Update: Our manuscript has been published in Bioinformatics -- https://doi.org/10.1093/bioinformatics/btx635.
Abstract: We propose a data-adaptive, non-parametric, and non-regression approach to remove the biological signal to prepare the data for batch detection and then apply a semi-NMF method to obtain the estimation of the hidden batch factors associated with the samples. To isolate the batch signal, we uses fusion penalties that shrink each individual expression profile towards the means of its corresponding biological group in a non-parametric and data-adaptive manner. To ensure the stability of the estimated batch factors, we derive a consensus matrix by applying semi-NMF multiple times.

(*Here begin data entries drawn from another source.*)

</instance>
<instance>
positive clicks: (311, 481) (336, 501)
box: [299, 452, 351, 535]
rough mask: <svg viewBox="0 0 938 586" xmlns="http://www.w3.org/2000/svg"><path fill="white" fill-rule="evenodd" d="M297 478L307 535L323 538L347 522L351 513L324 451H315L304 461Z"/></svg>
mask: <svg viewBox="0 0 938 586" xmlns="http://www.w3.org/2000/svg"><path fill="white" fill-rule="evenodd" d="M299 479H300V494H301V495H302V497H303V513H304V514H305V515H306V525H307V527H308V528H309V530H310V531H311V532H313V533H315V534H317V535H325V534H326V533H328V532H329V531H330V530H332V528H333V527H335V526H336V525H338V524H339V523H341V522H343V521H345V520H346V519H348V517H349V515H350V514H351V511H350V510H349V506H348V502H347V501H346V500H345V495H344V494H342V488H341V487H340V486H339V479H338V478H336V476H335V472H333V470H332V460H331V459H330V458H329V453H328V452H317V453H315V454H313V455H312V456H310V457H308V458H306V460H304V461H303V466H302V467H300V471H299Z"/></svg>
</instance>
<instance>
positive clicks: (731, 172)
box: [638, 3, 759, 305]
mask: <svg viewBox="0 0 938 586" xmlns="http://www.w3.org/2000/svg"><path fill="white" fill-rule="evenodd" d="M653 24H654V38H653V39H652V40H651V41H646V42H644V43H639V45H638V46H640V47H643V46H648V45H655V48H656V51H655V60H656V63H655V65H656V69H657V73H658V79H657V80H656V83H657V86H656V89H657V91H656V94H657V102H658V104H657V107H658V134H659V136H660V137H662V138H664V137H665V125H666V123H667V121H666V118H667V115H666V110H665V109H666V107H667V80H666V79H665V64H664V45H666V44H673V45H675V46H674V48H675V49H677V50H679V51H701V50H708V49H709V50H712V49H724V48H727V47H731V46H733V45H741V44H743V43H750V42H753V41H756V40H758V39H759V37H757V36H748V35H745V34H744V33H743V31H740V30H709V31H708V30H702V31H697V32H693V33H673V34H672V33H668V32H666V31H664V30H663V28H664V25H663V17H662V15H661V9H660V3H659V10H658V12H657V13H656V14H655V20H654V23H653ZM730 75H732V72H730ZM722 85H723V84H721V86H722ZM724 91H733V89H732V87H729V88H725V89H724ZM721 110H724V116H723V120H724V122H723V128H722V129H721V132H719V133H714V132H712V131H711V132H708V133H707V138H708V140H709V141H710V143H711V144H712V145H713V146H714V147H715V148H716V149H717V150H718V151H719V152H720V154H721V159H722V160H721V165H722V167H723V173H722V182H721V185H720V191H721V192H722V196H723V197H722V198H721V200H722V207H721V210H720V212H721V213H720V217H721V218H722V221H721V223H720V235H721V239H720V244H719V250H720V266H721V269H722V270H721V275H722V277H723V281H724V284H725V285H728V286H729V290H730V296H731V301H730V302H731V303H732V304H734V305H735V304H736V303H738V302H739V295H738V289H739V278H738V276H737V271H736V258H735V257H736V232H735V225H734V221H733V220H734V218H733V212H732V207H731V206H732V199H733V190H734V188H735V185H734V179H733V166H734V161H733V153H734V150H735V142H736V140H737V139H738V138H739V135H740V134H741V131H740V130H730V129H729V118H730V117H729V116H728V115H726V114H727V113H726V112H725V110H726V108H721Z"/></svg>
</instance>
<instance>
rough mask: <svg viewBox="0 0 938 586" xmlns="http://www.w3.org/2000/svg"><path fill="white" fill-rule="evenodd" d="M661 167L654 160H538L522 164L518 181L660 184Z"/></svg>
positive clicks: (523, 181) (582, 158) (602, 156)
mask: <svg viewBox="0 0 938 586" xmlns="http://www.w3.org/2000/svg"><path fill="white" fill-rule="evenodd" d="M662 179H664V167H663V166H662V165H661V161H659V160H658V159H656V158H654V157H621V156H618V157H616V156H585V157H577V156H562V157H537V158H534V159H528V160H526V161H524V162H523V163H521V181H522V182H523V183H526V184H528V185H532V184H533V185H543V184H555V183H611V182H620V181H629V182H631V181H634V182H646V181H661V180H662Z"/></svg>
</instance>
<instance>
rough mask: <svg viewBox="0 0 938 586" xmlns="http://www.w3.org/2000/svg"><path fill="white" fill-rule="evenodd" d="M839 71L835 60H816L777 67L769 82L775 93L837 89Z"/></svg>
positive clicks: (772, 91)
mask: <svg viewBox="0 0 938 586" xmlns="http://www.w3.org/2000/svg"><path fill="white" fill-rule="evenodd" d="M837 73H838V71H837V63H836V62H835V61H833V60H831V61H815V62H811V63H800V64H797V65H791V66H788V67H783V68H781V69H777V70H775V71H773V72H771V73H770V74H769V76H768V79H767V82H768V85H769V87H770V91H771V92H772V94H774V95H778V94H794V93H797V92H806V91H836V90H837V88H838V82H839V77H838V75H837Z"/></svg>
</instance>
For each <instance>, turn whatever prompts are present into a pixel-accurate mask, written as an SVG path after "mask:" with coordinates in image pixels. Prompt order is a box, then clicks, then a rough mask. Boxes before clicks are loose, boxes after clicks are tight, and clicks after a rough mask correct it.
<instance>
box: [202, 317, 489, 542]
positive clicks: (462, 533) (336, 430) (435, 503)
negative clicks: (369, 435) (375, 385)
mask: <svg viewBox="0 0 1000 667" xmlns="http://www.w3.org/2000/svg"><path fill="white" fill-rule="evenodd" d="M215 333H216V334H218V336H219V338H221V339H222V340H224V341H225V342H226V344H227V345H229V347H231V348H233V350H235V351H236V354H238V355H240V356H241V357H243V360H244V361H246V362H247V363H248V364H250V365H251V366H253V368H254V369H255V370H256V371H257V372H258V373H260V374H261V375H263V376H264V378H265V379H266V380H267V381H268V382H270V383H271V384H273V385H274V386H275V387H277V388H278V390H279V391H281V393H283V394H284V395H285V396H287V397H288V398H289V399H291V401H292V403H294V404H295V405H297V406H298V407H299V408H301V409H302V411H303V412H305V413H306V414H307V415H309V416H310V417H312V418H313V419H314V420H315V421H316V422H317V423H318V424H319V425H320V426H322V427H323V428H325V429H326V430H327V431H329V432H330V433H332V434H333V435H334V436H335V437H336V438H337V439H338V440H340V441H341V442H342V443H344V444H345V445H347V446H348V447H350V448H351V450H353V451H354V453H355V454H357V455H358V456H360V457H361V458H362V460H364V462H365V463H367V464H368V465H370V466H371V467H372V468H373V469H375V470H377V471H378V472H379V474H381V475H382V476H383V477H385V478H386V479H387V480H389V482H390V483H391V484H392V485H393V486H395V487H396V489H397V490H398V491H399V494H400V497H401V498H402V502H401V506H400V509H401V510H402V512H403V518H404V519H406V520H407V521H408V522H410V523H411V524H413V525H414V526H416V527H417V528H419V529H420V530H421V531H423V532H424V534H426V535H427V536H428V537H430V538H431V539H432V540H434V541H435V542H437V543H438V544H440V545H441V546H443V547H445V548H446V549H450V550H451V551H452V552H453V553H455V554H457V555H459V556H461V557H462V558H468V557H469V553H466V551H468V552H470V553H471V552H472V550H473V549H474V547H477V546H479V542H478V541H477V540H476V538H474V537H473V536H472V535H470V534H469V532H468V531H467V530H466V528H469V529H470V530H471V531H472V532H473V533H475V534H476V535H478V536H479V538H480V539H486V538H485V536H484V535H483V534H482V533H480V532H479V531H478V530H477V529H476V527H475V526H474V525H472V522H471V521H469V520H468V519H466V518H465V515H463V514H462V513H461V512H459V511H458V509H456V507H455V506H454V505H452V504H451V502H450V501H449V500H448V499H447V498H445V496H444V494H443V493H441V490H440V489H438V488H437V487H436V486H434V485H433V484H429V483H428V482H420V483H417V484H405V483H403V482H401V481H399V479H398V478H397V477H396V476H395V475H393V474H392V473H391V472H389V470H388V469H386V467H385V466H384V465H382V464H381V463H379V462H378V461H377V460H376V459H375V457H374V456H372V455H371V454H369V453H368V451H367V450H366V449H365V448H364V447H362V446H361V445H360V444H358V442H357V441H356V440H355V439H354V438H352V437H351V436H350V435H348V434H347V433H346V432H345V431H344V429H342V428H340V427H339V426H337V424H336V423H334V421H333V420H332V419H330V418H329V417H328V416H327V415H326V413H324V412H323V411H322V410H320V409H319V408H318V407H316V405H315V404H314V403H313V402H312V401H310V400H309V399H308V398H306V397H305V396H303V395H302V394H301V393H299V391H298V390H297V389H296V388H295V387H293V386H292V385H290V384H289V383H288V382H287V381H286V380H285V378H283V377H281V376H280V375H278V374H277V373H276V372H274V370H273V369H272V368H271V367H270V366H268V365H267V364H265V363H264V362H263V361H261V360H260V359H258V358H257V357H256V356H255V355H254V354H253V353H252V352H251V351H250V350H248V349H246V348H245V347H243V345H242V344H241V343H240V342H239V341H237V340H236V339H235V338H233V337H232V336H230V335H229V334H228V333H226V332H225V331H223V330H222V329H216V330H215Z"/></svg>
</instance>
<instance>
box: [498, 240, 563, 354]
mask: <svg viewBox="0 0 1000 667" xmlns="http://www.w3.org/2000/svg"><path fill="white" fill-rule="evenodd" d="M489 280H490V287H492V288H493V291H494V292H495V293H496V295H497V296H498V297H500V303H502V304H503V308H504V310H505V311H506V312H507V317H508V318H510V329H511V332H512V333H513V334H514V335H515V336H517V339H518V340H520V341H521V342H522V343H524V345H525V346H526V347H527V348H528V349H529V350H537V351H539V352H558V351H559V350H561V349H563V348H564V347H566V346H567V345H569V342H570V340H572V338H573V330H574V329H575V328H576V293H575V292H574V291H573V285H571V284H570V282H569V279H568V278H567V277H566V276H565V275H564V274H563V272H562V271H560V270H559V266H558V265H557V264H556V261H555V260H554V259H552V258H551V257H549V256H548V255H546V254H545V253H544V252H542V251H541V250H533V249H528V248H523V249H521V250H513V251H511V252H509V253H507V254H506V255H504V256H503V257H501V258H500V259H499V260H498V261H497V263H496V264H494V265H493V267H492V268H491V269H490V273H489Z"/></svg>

There are three major advantages of our approach compared to existing approaches:
- it estimates batch effects from the data
- it makes no assumptions on data probability distributions (no log transformation as required by svaseq) and
- makes no assumptions on all genes affected at the same level by batch effects
Tool: Bioconductor R Package or github source code
User Guide: How to use DASC
If you are interested in obtaining Differentially expressed genes --
- Calculate the batch factors using DASC
- Use batch factor as a covariate in your DESeq2 model
Manuscript is under preparation; will be out soon with all the comparisons to existing methods/tools (& with a lot more examples.)